Strikes are therefore “extremely unlikely” to stop the group’s Red Sea attacks, Ms. Porter said.

“The Houthis are very comfortable operating in a wartime environment,” she said. “They are more successful as a military group than they are as a government.”

The strikes could also help the Houthis with domestic politics, providing “another ‘foreign enemy’ pretext to distract the public from their failing rebel governance that does not deliver services,” said Ibrahim Jalal, a Yemeni nonresident scholar at the Middle East Institute, a Washington-based research organization.

Some American allies in the region, including Qatar and Oman, had privately warned the United States that bombing the Houthis would only deepen regional tensions.

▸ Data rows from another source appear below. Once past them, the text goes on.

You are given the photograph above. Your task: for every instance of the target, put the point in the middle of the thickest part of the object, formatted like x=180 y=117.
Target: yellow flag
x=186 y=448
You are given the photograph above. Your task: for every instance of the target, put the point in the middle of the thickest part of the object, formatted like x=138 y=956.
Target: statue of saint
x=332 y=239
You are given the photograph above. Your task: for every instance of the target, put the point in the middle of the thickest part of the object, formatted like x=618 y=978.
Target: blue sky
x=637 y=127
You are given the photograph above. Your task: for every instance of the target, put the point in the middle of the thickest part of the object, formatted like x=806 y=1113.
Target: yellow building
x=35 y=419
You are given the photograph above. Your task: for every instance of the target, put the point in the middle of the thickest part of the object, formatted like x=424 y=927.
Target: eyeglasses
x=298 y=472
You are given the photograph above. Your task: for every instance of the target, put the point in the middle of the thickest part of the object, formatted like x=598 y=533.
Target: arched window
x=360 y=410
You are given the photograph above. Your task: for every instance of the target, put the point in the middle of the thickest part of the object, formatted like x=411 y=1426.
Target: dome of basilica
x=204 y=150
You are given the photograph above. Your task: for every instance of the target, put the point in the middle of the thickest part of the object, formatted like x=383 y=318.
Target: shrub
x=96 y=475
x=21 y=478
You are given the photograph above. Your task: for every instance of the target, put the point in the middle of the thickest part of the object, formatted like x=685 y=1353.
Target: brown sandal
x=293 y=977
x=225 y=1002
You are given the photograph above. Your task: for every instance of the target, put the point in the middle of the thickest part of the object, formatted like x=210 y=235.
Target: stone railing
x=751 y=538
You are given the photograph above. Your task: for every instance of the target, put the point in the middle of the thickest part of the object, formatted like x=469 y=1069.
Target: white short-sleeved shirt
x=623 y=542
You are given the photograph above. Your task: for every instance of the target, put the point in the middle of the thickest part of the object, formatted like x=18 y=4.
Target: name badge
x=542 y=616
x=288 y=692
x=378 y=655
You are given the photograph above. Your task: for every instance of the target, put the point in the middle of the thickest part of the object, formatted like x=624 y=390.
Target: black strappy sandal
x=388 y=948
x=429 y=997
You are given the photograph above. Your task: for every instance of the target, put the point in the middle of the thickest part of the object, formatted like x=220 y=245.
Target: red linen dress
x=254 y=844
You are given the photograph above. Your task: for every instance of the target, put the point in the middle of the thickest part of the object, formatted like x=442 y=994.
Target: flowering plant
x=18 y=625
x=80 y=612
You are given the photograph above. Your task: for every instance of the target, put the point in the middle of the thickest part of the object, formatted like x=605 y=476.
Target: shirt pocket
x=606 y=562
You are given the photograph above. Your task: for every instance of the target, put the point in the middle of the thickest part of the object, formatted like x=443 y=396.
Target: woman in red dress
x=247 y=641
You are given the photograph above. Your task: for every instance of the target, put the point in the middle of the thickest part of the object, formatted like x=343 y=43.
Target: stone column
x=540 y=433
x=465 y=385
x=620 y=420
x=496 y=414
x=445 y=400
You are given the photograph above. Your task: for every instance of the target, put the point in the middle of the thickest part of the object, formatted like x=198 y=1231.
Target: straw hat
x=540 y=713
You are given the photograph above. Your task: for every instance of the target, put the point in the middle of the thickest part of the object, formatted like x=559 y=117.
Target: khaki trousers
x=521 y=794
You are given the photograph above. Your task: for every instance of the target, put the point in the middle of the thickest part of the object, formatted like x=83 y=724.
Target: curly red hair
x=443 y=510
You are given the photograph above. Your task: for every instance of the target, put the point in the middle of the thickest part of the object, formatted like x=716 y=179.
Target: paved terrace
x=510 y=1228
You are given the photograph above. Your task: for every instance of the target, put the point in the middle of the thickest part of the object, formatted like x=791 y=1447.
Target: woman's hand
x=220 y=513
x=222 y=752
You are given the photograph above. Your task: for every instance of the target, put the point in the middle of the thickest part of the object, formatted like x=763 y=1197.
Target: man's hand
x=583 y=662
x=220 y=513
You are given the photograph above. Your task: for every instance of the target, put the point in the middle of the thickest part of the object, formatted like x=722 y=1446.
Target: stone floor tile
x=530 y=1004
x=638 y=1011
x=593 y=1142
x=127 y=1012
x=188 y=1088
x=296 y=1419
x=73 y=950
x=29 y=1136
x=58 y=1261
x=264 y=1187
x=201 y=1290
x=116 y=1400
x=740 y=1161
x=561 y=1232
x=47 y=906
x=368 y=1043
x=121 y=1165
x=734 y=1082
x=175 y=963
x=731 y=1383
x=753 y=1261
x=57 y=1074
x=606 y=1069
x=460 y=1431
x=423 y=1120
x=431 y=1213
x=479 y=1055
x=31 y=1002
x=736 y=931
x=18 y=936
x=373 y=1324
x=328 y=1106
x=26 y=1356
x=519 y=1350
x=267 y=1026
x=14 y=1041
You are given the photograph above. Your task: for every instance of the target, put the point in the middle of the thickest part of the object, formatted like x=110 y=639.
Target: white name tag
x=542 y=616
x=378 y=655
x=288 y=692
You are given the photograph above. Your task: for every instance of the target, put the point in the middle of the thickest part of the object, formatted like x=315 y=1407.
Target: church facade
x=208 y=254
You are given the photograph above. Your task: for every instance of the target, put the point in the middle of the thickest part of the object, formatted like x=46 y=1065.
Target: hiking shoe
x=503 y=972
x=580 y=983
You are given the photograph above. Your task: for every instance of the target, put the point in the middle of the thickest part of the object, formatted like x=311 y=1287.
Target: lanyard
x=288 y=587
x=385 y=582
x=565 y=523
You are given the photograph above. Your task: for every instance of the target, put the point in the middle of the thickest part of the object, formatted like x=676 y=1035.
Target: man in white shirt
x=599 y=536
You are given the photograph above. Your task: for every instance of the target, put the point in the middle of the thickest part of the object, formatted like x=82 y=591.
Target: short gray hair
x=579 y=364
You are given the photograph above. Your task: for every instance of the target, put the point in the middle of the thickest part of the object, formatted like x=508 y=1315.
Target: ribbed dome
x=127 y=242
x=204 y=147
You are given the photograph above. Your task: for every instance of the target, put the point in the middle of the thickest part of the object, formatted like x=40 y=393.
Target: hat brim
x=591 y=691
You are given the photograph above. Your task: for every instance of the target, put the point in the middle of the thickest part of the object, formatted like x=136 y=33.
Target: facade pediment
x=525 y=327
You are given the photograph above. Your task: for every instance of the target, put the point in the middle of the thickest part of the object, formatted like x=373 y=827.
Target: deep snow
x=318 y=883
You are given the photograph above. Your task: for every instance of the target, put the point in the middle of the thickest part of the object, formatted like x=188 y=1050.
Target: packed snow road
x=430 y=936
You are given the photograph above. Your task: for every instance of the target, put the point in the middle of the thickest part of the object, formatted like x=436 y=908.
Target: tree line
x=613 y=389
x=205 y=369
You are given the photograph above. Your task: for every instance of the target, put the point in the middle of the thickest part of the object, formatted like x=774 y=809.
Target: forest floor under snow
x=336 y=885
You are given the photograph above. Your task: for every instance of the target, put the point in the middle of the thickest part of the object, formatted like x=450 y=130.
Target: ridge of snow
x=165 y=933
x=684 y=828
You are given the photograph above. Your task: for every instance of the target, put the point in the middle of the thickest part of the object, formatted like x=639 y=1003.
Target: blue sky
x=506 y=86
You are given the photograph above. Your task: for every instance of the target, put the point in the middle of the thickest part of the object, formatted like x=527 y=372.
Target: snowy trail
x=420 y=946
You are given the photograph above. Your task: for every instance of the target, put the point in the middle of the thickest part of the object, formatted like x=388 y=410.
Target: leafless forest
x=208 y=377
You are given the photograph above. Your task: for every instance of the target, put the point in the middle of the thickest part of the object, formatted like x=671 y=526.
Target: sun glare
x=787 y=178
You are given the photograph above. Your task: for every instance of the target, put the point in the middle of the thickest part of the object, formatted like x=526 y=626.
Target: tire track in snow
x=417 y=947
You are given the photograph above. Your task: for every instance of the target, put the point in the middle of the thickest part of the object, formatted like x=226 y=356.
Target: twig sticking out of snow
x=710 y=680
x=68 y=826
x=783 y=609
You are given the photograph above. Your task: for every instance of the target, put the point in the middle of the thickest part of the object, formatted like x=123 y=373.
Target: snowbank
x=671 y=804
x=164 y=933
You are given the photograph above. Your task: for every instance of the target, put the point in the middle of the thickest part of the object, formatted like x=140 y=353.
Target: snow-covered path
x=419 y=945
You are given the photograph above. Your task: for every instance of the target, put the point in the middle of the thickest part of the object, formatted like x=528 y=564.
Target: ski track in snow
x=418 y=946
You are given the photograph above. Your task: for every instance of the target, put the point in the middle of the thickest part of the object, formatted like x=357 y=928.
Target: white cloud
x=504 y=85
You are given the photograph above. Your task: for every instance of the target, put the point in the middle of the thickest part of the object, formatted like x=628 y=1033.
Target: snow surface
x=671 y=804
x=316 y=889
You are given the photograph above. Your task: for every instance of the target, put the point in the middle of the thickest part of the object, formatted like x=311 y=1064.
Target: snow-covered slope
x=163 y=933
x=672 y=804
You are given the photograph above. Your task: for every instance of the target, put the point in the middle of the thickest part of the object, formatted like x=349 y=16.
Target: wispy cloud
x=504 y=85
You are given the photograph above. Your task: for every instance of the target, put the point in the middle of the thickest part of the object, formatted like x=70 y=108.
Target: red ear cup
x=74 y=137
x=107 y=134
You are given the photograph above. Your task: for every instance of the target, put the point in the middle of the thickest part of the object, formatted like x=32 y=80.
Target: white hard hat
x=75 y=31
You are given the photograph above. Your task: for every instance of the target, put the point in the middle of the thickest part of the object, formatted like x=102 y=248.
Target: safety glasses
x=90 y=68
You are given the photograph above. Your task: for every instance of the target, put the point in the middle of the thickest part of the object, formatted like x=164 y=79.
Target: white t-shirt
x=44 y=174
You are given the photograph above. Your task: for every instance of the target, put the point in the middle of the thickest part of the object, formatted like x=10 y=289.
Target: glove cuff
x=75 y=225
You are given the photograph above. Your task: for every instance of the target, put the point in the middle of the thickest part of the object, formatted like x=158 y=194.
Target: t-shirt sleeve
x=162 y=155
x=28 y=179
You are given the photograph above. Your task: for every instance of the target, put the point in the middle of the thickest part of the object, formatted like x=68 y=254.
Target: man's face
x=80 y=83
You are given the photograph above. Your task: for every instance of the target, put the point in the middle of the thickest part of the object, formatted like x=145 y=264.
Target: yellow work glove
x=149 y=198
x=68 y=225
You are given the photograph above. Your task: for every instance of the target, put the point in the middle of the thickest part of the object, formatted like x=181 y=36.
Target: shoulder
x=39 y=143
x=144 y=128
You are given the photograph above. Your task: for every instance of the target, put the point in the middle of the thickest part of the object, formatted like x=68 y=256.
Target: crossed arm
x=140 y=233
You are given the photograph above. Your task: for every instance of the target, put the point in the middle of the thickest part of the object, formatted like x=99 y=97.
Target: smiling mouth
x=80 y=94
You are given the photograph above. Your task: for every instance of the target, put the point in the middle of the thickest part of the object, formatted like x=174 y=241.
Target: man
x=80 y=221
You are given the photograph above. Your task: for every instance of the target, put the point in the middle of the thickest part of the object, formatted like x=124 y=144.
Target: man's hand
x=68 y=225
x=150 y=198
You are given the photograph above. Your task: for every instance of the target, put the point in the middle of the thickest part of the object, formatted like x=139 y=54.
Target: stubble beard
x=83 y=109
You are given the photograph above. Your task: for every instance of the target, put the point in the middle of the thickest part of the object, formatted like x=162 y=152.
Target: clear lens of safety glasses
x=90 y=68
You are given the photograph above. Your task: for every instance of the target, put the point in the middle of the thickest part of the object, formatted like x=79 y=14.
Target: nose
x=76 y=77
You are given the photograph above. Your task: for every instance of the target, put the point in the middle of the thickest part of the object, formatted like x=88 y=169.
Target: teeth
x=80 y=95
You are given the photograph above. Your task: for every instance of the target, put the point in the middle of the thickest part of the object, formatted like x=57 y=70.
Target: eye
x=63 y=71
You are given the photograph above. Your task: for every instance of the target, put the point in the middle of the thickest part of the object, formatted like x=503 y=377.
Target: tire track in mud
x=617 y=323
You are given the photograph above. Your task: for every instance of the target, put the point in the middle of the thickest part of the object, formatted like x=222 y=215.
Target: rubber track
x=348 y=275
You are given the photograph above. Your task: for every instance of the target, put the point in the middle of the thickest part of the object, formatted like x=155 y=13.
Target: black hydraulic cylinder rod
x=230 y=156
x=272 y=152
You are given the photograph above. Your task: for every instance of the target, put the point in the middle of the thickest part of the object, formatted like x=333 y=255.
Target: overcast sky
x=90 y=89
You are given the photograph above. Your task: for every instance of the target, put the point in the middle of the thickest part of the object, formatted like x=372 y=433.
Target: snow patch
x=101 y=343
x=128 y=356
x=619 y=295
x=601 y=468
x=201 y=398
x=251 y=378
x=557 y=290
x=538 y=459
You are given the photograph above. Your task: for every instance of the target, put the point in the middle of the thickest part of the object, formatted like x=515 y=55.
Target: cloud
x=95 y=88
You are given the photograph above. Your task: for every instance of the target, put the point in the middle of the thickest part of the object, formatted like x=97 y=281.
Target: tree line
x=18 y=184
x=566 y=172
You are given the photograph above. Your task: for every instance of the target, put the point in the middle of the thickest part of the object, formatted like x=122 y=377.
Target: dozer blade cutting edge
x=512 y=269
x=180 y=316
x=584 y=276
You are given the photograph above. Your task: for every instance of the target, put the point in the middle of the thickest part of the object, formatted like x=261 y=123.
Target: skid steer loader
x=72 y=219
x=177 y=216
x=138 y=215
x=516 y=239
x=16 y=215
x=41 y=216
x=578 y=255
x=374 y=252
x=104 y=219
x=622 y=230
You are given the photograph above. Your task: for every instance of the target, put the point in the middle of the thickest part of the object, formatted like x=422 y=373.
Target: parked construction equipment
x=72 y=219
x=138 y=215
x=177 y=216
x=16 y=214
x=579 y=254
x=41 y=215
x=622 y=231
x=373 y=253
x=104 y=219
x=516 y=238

But U.S. officials and those from allied Western governments said the Houthis’ continuing attacks left them with little choice but to respond. Pentagon officials said that they were still assessing whether the strikes were successful, and emphasized that they had sought to avoid any civilian casualties. A Houthi military spokesman said that five of the group’s fighters had been killed.

Still, for Yemenis living under Houthi control, the bombardment was a reminder of years of airstrikes by the Saudi-led coalition, many of which were carried out with American weapons and assistance.

Ali Abdullah Al-Sunaidar, a Yemeni photojournalist who lives in the old city of the Sana, said his family was “terrified and anxious.” They opened the windows as soon as the strikes began, knowing from experience that nearby bombings can damage old mud-brick dwellings if the windows are closed.

“We hope that the war in general will end once and for all,” said Mr. Al-Sunaidar, the father of 2-year-old twin girls. “We’ve been living in tension, dread, and horror for the last nine years.”